I am hiring Flies on the Wall.  I need responsible, unbiased flies to listen to how my children and I communicate all day and report back.  Honestly.  You must not be fearful of being swatted if your opinion is not cared for.  Nor are you allowed to eat my food.  And I would appreciate it if only a few of your eyes watched me at time.  More than that is just creepy.

Because clearly what I am doing is not working.  And I need help in learning how to get my children to:

1) Clean up after themselves

2) Stop telling me no

3)  Stop pulling each others hair

4)  Stop screaming

5) Stop whining

6)  Come when I call them

7)  L I S T E N

They are not bad kids. Quite the contrary, actually.  But, clearly I do not possess the skill of “child speak”.  And I adore them so maybe I let them get away with too much because I don’t want to break their little hearts.  And it is possible – maybe a tad – that I lack consistency.  Also quite plausible that I placate them and they have learned that if they don’t do something, Mommy will eventually do it for them.

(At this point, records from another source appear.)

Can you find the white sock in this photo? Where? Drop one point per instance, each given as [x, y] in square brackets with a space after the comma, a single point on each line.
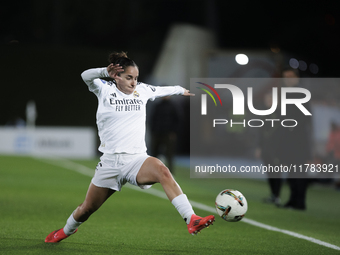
[184, 207]
[71, 225]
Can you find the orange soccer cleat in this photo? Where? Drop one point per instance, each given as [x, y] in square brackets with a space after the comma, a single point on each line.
[56, 236]
[198, 223]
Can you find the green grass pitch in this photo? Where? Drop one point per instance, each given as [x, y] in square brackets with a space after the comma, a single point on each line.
[37, 198]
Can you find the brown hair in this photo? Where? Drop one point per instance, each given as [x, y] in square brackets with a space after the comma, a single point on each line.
[122, 59]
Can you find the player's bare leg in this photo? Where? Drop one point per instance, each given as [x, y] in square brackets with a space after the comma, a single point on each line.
[154, 171]
[95, 197]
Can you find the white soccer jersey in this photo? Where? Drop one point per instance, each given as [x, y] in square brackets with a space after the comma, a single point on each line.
[120, 117]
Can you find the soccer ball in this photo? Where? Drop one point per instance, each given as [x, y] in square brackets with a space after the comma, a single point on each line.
[231, 205]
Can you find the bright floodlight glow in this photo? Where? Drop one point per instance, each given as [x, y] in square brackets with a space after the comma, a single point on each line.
[294, 63]
[241, 59]
[302, 65]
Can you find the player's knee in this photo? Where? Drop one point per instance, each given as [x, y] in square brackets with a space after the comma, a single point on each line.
[88, 209]
[164, 173]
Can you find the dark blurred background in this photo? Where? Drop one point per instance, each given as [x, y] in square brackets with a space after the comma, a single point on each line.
[45, 45]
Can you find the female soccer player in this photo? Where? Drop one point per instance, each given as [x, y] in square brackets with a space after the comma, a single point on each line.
[121, 118]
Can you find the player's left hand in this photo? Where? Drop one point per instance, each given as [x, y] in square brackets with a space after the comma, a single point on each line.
[114, 70]
[187, 93]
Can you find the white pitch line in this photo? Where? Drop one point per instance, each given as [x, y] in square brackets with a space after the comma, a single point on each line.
[67, 164]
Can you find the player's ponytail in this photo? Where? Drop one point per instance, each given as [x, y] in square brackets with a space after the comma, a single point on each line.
[122, 59]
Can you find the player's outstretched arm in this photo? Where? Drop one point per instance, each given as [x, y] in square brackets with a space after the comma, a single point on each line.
[187, 93]
[114, 70]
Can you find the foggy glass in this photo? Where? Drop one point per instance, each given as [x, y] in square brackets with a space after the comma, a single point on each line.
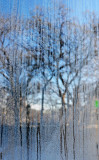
[49, 80]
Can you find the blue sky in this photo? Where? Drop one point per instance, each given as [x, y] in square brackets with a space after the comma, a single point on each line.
[24, 6]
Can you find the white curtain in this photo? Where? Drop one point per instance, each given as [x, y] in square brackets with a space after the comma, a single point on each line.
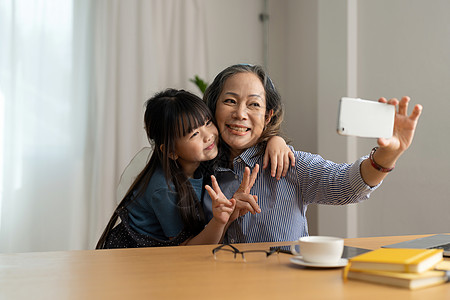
[74, 76]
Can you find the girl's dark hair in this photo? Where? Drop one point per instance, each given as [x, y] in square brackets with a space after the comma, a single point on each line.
[169, 115]
[273, 101]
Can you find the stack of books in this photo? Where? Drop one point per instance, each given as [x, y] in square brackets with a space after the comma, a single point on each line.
[407, 268]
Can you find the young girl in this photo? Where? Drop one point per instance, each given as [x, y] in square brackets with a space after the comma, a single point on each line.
[163, 206]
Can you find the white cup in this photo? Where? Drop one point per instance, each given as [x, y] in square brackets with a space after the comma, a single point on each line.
[319, 249]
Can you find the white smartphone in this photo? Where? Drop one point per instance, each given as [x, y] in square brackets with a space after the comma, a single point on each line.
[365, 118]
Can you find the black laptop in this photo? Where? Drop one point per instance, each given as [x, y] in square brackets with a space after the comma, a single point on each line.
[438, 241]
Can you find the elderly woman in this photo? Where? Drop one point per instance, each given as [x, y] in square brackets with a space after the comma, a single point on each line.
[248, 111]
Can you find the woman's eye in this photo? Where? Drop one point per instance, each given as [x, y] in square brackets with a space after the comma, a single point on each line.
[229, 101]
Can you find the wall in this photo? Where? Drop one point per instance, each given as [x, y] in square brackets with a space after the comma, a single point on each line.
[401, 48]
[404, 49]
[234, 33]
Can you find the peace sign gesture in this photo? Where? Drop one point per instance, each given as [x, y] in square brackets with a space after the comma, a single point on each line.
[222, 207]
[244, 201]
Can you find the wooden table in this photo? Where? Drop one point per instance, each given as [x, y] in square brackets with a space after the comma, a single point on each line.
[187, 272]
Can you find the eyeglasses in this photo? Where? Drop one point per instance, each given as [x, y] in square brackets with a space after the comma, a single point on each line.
[228, 252]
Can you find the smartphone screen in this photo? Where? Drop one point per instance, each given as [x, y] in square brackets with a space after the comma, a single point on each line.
[365, 118]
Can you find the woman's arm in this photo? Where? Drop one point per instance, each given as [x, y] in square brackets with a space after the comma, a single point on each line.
[391, 149]
[279, 155]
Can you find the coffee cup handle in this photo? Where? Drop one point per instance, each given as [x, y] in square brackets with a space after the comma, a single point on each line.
[293, 251]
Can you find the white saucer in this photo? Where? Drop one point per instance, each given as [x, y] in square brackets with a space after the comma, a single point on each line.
[298, 260]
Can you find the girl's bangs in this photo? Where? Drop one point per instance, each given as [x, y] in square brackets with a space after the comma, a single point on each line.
[192, 117]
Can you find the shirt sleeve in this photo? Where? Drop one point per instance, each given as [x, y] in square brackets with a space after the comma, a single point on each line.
[325, 182]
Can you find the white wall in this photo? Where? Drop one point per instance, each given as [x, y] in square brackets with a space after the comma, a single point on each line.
[234, 33]
[403, 48]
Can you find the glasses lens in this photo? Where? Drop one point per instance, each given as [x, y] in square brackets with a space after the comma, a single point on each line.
[254, 256]
[224, 255]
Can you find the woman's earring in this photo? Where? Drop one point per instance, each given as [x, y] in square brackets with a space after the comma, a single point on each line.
[176, 164]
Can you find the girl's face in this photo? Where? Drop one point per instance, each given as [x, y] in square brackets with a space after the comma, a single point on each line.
[241, 112]
[196, 146]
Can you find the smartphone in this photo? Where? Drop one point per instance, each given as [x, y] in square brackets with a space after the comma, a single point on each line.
[365, 118]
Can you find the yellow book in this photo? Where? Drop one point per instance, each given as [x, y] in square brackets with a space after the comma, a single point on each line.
[397, 260]
[405, 280]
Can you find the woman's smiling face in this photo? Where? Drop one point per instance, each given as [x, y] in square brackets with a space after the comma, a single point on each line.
[241, 112]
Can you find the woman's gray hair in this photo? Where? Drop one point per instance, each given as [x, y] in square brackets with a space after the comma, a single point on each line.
[273, 98]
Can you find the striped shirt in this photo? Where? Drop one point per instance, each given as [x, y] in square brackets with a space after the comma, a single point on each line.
[284, 202]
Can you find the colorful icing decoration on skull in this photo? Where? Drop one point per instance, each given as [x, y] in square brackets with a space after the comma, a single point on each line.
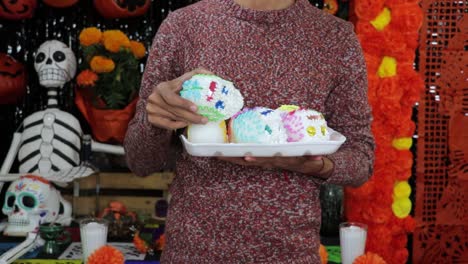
[303, 125]
[257, 125]
[216, 98]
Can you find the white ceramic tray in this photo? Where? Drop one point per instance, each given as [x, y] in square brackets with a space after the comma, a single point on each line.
[265, 150]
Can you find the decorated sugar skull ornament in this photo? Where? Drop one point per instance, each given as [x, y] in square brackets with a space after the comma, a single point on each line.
[55, 63]
[257, 125]
[217, 100]
[31, 201]
[304, 125]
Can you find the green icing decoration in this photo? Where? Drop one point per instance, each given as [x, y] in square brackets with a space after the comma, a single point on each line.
[211, 113]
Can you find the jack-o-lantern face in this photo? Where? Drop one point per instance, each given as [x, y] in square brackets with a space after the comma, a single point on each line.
[17, 9]
[12, 79]
[121, 8]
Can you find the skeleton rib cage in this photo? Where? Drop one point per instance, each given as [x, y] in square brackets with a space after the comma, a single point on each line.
[51, 142]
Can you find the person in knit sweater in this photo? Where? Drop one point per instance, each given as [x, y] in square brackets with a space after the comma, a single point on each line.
[247, 209]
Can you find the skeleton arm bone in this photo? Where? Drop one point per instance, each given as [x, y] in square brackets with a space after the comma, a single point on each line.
[10, 158]
[107, 148]
[11, 155]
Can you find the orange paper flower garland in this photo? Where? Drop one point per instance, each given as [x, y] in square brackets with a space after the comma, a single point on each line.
[388, 32]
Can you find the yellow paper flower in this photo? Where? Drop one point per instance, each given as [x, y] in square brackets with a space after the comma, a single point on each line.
[113, 40]
[401, 207]
[382, 20]
[102, 64]
[402, 143]
[138, 49]
[90, 36]
[387, 67]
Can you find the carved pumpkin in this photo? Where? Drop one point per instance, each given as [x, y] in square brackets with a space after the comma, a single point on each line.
[17, 9]
[121, 8]
[13, 79]
[60, 3]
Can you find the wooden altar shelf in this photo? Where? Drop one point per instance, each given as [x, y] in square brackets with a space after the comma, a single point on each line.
[92, 194]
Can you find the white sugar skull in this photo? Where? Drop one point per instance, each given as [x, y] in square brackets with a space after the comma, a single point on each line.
[31, 201]
[55, 63]
[216, 98]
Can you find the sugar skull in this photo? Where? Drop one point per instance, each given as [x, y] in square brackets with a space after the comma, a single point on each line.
[257, 125]
[31, 201]
[55, 63]
[217, 99]
[304, 125]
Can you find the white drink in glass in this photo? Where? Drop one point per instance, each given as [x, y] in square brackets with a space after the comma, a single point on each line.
[352, 241]
[93, 234]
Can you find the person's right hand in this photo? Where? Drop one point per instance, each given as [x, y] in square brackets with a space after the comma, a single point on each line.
[166, 109]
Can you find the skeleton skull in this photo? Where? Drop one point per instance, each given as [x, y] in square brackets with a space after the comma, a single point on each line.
[31, 201]
[55, 63]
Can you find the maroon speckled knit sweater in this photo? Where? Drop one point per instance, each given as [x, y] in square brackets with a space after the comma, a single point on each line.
[226, 213]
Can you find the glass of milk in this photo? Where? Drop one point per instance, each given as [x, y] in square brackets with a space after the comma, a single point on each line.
[93, 232]
[352, 241]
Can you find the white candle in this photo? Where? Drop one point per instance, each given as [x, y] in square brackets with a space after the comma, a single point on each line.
[93, 236]
[352, 241]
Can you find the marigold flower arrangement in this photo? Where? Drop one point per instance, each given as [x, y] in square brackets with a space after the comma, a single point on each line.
[110, 73]
[106, 255]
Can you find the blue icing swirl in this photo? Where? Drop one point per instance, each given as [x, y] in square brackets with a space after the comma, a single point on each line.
[220, 104]
[191, 90]
[248, 127]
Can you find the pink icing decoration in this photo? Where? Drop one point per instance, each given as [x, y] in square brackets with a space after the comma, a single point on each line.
[293, 125]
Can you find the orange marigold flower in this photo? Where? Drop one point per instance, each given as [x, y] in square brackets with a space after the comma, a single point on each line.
[87, 78]
[138, 49]
[113, 40]
[102, 64]
[369, 258]
[106, 255]
[90, 36]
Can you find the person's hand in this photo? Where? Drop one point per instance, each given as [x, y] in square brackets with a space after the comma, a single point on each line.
[166, 109]
[311, 165]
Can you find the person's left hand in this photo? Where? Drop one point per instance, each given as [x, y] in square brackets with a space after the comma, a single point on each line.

So maybe I need to hire a parenting coach.  Or someone to swat me every time I cave and don’t follow through thus causing them to continue to not take me seriously.

But funds are low and I need someone to talk to – so flies are my only option.  There is no application and, most likely, I will not require a background check.  If it does not work out, I’ll just shoo you out.

So, leave your fly resume below and we’ll talk.  Or just fly in the open door that my kids never close.  I welcome your advice and input.